Quantitative real-time PCR as a sensitive protein-protein interaction quantification method and a partial solution for non-accessible autoactivator and false-negative molecule analysis in the yeast two-hybrid system.

Many functional proteomic experiments make use of high-throughput technologies such as mass spectrometry combined with two-dimensional polyacrylamide gel electrophoresis and the yeast two-hybrid (Y2H) system. Currently there are even automated versions of the Y2H system available that can be used for proteome-wide research. The Y2H system has the capacity to deliver a profusion of Y2H positive colonies from a single library screen. However, subsequent analysis of these numerous primary candidates with complementary methods can be overwhelming. Therefore, a method to select the most promising candidates with strong interaction properties might be useful to reduce the number of candidates requiring further analysis.
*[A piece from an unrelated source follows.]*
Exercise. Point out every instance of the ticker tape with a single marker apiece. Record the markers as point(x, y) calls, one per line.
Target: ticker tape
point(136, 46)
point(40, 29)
The method described here offers a new way of quantifying and rating the performance of positive Y2H candidates. The novelty lies in the detection and measurement of mRNA expression instead of proteins or conventional Y2H genetic reporters. This method correlates well with the direct genetic reporter readouts usually used in the Y2H system, and has greater sensitivity for detecting and quantifying protein-protein interactions (PPIs) than the conventional Y2H system, as demonstrated by detection of the Y2H false-negative PPI of RXR/PPARG. Approximately 20% of all proteins are not suitable for the Y2H system, the so-called autoactivators. A further advantage of this method is the possibility to evaluate molecules that usually cannot be analyzed in the Y2H system, exemplified by a VDR-LXXLL motif peptide interaction.